Ultimately summary judgment is warranted only if a reasonable jury could not return a verdict for the non-movant (Anderson v. Liberty Lobby, Inc., 477 U.S. 242, 248 (1986)).
Compliance with LR 56.1*fn1
Before the facts of the case are addressed it is necessary to speak briefly about the litigation's recent history. All of the materials submitted by Selan's counsel in opposition to summary judgment reflect not only their complete noncompliance with LR 56.1 but also his misunderstanding of the summary judgment standard itself (see S. Mem. 3-4).
District submitted its motion for summary judgment on August 9, 2012. After this Court rejected Selan's belated attempt to file a Second Amended Complaint on August 27 and gave Selan's counsel extended time to respond to District's motion (extensions were granted until October 8--a full two months), October 10, 11, 12 and 17 saw the delivery of an untimely and jumbled compilation of documents in complete noncompliance with LR 56.1 (see Dkt. Nos. 5-91). District was given until November 16 to submit its reply.

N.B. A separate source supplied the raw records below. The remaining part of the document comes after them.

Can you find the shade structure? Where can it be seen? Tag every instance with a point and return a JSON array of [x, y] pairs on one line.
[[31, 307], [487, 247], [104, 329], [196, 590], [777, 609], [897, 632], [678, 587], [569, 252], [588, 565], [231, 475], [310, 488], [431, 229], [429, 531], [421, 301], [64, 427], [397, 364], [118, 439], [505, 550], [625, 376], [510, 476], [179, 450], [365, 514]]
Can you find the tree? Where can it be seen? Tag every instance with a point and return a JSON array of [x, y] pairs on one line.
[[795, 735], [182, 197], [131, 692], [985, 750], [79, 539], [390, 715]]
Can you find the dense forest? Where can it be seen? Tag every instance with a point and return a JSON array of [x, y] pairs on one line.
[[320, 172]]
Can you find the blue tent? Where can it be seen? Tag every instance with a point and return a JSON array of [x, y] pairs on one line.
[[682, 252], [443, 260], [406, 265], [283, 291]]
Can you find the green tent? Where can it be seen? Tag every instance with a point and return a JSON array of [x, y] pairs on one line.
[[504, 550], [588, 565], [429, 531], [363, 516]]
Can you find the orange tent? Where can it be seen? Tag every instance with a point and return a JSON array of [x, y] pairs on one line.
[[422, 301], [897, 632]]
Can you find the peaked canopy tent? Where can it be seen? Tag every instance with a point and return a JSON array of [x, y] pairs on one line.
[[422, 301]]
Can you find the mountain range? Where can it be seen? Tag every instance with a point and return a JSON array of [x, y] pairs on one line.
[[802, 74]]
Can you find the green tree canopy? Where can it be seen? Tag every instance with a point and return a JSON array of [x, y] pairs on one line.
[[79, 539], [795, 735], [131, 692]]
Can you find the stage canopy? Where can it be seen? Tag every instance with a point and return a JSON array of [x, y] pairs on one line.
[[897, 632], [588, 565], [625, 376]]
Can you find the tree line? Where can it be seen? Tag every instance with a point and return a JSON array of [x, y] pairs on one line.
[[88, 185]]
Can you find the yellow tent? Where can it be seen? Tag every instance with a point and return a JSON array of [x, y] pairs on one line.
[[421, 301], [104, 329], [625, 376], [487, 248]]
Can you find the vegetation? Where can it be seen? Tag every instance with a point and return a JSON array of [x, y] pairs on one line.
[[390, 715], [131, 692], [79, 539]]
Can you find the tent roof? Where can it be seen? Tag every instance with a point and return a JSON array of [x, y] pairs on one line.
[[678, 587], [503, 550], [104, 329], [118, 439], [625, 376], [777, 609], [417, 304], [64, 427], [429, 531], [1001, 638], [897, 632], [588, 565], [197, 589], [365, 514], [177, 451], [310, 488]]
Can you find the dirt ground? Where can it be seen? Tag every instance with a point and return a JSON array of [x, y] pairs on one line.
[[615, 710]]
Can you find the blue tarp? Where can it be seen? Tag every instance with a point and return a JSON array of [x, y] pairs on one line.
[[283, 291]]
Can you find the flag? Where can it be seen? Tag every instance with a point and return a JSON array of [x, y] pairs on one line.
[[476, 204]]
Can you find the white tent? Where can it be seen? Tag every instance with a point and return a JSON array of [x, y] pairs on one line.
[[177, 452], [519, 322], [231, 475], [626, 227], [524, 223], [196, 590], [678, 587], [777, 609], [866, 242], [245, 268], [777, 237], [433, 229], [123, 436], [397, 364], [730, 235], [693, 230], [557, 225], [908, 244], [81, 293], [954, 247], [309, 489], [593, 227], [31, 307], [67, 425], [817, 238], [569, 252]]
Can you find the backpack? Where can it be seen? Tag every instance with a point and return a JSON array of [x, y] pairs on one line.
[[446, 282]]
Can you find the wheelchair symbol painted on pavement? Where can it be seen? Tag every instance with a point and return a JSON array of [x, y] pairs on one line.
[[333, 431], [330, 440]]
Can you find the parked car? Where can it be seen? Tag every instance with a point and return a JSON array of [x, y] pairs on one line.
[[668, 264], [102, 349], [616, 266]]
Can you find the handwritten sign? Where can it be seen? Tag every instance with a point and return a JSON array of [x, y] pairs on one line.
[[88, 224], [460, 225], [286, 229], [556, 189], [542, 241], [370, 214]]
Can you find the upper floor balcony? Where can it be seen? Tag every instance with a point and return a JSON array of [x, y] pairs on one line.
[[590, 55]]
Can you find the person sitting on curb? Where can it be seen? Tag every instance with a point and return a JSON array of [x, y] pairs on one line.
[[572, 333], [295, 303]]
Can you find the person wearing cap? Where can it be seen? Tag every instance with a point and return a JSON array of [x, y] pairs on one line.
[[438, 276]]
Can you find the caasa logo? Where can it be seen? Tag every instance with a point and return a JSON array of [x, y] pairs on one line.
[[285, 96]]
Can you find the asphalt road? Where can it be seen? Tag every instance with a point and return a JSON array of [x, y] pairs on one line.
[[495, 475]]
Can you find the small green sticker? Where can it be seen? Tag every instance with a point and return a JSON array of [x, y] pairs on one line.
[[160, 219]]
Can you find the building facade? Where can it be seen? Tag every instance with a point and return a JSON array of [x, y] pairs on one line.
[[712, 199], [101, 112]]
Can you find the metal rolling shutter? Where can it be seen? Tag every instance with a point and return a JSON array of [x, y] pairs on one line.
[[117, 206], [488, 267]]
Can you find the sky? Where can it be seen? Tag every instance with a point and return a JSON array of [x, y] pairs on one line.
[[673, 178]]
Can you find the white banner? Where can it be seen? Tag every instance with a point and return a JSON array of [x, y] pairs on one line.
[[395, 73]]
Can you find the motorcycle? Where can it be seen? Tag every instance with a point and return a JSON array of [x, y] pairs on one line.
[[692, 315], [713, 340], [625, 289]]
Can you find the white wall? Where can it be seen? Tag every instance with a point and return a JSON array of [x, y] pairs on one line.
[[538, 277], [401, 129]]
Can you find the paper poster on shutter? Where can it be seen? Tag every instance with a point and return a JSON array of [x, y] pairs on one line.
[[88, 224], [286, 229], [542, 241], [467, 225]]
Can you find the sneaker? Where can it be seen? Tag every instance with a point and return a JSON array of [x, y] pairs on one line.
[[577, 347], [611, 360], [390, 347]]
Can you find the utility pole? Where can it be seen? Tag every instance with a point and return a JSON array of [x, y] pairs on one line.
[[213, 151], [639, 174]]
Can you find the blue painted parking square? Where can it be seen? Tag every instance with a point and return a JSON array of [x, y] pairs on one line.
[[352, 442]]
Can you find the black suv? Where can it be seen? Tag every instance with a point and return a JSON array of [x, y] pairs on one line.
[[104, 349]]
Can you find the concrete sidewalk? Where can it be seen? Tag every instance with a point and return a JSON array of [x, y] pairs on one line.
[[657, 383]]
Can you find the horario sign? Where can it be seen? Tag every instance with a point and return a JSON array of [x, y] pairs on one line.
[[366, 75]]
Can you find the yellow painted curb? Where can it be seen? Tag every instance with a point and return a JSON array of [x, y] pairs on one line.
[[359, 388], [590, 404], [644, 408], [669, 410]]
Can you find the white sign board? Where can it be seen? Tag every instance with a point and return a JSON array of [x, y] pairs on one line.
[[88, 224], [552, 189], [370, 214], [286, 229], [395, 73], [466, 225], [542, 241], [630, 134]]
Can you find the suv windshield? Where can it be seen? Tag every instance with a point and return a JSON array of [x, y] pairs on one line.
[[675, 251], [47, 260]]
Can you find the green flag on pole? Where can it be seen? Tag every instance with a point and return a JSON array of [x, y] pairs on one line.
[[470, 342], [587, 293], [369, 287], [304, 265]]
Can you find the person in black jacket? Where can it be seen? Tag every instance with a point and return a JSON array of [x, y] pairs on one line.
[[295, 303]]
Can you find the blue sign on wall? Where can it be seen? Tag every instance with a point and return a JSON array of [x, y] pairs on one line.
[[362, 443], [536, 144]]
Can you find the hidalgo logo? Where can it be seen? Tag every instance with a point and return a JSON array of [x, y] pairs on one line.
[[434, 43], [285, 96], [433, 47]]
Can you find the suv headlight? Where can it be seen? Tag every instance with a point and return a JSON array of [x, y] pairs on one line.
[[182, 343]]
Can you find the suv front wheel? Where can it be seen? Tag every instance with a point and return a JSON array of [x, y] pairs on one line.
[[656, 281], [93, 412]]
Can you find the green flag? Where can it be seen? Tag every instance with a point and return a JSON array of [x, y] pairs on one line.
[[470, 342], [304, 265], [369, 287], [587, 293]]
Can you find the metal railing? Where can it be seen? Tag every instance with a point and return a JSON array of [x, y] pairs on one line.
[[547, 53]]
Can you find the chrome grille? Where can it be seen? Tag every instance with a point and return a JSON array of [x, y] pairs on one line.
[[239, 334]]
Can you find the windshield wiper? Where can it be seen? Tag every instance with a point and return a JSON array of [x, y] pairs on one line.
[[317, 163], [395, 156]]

On November 14 Selan's counsel--apparently realizing at least some of the flaws in his original submissions--submitted a baffling "Motion for Leave to Amend/Correct Response to Local Rule 56.1 Statement in Opposition to Defendant's Motion for Summary Judgment," accompanied by an entirely new set of disjointed documents and exhibits (see Dkt. Nos. 95-97). That troubling motion was denied orally on November 16, for (1) it would have caused substantial prejudice to District and (2) Selan's counsel had already had more than an adequate opportunity to make his submissions.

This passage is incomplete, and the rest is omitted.